With the foundation set, it’s time to bring the education players on the stage. Here’s a few lessons to share.
(These lessons apply to majority of people and homeowners in the U.S. today. If you’re lucky enough to be part of a grandfathered property and you, your ancestors and your posterity never have and never will move, pat yourself on the back and don’t bother reading the rest of this. Also, if you can buy a house outright with your own cash, you also qualify for an exemption. If you’re not part of this crowd, you probably should read this.)
Lesson #1) ‘Owning’ a home is a misnomer.

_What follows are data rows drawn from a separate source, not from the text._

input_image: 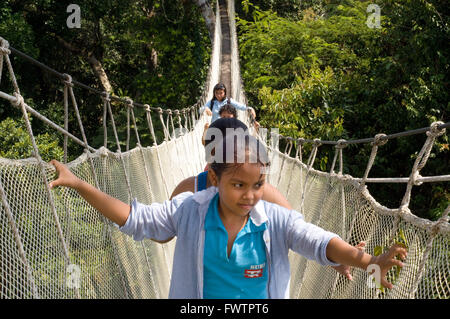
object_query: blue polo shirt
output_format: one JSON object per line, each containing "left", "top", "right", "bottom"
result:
{"left": 203, "top": 193, "right": 268, "bottom": 299}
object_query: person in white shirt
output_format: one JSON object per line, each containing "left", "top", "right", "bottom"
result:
{"left": 201, "top": 83, "right": 256, "bottom": 123}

To own something signals to our minds a completeness, a finality if you will. You pay for something and then it’s yours to keep and control. To slap this description on a process that typically spans three decades is where the misnomer comes it. Until you’ve made that final payment you don’t own your home, you’re renting it. The owner is who you borrowed the money from to sign a contract allowing you to move in and become responsible for the property. Oh, and you’re also paying them for the privilege of using their money in addition to your rent. However, when it comes to maintenance and all other related costs, rest assured your ownership is immediate and complete. So what you really ‘own’ for 30 years (or until you’ve paid off your loan) is an expensive rental.
Lesson #2) The lender has one goal.
The lender’s reason for existence in this business realm is simple, they are there to make money. There are several ways for them to do this and they have several backups to protect their investment, some of which include:
- Mortgage Insurance: This can be collected in the event you are unable/willing to make your payments.
- Property Value: They can resell the property for it’s value price should you not fulfill your contract.
- Government Aid: This only applies to the current housing mess, but lenders are receiving bailout money for homes in foreclosure in an effort to keep them from going bankrupt.
When you hit the grand scale of lenders that are so common in the U.S. today, there is no such thing as people and common sense. It’s all business and numbers. Programs put in place to help the people don’t work because of this truth and this single objective. Banks have every reason to foreclose on homeowners, not help them. The point of this lesson is knowing the lender is not there to help you once the contract to secure the home is signed. In fact, after that point you’re on opposing sides of the game.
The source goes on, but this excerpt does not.